September 2017

Do nothing –
caring for foster children

by Glenn Bresciani

 

What does my wife hate the most about working at Kmart?

No, not the uniform – it’s those horrid children, shouting profanities as they chase each other down the aisle, knocking clothes off racks.

Actually, it’s not the children themselves that my wife despises, rather it’s their mothers. So enthralled are they by their shopping, so unconcerned with their children’s ruckus, that you would be convinced these women didn’t have any children at all.

The day we were accepted as foster carers, my wife vowed never to become one of those ineffectual mothers who shop at Kmart. She will strive for parenting perfection starting with the 11-year-old girl who was placed in our care.

Homework had to be done because bright minds lead to a brighter future.

The girl was given chores and expected to clean up after herself, because life is less complicated when you’re a responsible adult.

Her TV viewing was restricted, because correct time management gives you time for everything.

Despite all our good intentions, the girl shouted, “No!” She shouted that word a lot. She demolished our rules and boundaries like a toddler kicking sand castles.

My wife refused to give up on parenting this child. If she could just reach around the girl’s defiance, gently nudge her down the path of social decency, then all the battles fought will be worth it.

Except, how much defiance can one girl display? Must she oppose everything we say and do?

Thankfully, the girl’s caseworker recognised the absurdity of our parenting war. She arranged an appointment for us to visit Social Services in-house psychologist. 

Like a war correspondent for CNN, my wife described in graphic detail the battle we were engaged in with our foster child.

The psychologist’s advice was simple: do nothing.

Do what? How do I even respond to that? I couldn’t, but I’m grateful to my wife for at least managing to raise an eyebrow.

The psychologist explained her odd suggestion: don’t worry about homework, it’s unimportant. Let the dishes pile up in the sink; the child can do her chores when she is ready. Let her watch TV all day – it never hurt anyone. What is important is the removal of all conflict from our home.

Wait. So we are being told not to parent our foster child? Seriously?

What other reason is there to become a foster carer if not to raise a child as your own? I don’t care how professional the psychologist’s advice was, I chose to ignore it. So too did my wife as she declined an offer for a second appointment.

Long after the 11-year-old girl was returned to her mum, the conflict continued. It simply transferred over to the other tweens and teens placed in our care. Sure chores were done and homework was completed, but our victories came at a very high price as tears, tantrums and toppled chairs made living in our house unbearable.

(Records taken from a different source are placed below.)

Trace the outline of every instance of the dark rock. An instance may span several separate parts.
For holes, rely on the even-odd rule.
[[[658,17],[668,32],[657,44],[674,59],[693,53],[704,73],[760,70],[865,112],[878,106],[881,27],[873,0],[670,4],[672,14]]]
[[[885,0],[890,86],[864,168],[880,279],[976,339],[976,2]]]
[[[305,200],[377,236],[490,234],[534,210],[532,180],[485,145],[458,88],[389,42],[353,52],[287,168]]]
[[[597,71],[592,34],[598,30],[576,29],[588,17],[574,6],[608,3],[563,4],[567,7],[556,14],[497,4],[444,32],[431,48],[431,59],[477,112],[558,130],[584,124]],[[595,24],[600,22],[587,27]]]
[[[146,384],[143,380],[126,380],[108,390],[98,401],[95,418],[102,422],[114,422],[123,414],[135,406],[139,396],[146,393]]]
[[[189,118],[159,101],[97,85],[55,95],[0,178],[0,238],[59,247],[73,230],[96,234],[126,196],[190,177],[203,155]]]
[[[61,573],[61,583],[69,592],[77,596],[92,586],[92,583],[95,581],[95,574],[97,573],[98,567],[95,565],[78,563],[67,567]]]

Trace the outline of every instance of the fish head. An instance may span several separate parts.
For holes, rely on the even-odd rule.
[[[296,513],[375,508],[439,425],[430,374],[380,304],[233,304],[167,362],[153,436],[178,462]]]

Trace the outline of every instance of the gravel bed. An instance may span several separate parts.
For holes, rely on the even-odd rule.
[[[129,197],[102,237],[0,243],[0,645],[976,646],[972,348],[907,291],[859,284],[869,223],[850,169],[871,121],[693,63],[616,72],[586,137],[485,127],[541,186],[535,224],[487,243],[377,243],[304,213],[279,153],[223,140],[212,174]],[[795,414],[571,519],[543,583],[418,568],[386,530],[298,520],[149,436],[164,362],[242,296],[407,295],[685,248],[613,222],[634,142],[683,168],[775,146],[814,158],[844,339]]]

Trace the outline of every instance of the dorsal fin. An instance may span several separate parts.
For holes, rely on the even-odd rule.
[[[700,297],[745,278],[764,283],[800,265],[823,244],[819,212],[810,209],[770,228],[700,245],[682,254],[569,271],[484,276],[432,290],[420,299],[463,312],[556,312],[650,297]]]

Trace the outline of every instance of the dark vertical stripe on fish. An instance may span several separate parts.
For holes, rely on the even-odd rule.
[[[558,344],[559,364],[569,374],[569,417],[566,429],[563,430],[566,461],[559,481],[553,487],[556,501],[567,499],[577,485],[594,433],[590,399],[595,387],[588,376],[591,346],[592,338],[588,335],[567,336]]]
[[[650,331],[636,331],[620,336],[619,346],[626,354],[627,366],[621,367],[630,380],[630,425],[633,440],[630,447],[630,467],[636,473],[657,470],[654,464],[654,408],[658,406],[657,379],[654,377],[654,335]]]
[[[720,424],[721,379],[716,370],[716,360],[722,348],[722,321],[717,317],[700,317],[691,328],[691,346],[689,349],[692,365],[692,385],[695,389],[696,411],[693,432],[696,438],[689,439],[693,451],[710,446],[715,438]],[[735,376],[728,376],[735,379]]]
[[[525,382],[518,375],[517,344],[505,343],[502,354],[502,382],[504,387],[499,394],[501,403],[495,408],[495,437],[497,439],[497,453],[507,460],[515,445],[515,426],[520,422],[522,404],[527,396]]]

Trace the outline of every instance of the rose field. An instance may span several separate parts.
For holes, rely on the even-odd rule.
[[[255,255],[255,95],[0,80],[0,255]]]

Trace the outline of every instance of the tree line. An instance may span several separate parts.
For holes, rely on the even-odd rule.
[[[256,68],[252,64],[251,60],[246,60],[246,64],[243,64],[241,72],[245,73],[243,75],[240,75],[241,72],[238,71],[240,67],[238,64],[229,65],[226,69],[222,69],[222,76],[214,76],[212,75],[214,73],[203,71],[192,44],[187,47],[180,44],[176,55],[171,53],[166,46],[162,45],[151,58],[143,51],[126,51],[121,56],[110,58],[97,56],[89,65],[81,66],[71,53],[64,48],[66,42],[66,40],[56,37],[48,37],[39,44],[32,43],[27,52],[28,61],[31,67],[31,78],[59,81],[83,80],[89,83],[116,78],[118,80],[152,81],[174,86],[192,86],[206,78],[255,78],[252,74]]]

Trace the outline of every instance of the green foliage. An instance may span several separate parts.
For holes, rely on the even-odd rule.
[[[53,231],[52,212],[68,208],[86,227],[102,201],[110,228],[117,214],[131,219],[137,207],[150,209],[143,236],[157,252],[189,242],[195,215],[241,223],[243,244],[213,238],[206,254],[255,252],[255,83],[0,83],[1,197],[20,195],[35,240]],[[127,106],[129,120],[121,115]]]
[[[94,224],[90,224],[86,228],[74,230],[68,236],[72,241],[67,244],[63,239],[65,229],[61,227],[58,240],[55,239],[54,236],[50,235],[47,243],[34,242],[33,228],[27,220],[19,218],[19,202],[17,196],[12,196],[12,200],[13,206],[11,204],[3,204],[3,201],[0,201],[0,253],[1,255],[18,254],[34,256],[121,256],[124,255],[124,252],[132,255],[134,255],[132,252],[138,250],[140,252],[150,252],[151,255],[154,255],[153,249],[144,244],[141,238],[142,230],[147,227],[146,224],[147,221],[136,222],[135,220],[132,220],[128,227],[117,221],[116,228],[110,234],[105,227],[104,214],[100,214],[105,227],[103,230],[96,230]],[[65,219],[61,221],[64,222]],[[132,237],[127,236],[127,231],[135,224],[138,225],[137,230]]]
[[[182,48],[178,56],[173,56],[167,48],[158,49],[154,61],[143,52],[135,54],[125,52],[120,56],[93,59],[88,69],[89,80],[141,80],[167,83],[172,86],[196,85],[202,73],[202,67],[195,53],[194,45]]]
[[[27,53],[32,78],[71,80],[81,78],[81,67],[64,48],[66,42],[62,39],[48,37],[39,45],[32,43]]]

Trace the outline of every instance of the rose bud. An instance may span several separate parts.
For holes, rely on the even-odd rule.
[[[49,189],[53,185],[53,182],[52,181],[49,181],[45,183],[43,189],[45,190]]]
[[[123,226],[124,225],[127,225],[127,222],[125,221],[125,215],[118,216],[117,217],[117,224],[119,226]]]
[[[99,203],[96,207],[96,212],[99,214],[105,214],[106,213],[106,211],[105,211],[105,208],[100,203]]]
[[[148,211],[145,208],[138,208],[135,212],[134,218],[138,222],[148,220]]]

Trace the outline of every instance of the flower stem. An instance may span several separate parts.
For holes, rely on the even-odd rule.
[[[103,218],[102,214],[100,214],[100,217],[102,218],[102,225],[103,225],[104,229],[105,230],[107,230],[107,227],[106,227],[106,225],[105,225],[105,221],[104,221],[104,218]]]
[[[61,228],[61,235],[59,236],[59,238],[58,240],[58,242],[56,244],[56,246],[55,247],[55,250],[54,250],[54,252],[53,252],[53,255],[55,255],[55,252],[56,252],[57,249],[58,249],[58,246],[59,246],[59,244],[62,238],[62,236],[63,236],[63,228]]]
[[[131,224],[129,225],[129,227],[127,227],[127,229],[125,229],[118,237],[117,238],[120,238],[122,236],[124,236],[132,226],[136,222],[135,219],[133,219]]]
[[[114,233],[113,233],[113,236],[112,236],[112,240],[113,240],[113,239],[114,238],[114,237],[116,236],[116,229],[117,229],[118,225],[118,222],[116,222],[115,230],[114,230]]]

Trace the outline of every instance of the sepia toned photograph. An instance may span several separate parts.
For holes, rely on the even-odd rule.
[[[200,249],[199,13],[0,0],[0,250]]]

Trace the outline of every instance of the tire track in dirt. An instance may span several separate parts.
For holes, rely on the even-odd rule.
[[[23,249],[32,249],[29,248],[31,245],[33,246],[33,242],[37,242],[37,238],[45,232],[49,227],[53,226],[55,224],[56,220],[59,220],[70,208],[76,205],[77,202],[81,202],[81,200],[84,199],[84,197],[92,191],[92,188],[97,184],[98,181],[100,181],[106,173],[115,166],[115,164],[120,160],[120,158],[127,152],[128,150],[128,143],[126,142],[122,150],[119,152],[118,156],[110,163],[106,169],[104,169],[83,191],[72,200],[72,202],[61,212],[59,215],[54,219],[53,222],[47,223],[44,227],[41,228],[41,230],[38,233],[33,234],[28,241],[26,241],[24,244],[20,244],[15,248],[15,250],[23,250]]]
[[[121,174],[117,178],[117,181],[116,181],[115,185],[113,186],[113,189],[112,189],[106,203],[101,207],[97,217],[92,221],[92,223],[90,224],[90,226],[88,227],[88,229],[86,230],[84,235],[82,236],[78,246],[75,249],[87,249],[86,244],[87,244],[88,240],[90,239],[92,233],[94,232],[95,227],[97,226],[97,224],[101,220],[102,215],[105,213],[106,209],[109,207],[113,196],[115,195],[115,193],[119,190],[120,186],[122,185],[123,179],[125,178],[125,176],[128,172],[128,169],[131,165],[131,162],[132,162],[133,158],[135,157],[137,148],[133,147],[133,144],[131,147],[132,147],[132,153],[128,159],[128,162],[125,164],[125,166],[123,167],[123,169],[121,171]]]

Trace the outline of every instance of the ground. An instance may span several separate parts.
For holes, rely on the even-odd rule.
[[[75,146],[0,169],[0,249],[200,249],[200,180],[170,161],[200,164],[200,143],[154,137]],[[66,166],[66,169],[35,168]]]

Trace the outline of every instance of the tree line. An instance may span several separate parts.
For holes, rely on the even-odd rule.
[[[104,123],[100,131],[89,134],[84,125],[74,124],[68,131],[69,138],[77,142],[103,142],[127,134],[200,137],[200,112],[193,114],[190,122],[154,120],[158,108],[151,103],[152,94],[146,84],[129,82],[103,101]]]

Why do these children treat us like the enemy? Don’t they see how exhausting this is for us? How frustrating it is? It’s just not working. Maybe it’s time for another visit with a psychologist.

A different psychologist with the same advice: do nothing.

Except this time, my wife and I, we swallowed our parental devotion – okay, our pride in our parental devotion – and listened, really listened, as the psychologist explained the principles of do nothing.

Do not parent the child.

Better yet, avoid doing anything that could trigger conflict between you and the child. Conflict blocks the vital bonding process between carer and child. Having a child feel loved and safe and worthwhile is far more important than using parenting to sculpt a child into a respectable, responsible adult.

All this time, my wife and I had confused caring with parenting.

I think it’s time to correct that mistake.

We quit parenting our foster children, and they in turn had no reason to fight us. A soft gossamer calmness wrapped around our home life. It was bliss. It was what we needed.

“Do nothing” was a success – except for one major flaw … One day while my wife was shopping at Kmart, she noticed a staff member glaring at her – no, not at her, the foster children with her. Pressing pause on her shopping, my wife glanced over at the children in her care. They shouted profanities as they chased each other down the aisle, knocking clothes off racks.

The Kmart worker continued to glare, her scowl accusing my wife of being an ineffectual mother.

“Oh, you’ve got to be shitting me,” moaned my wife. Talk about the despiser becoming the despised.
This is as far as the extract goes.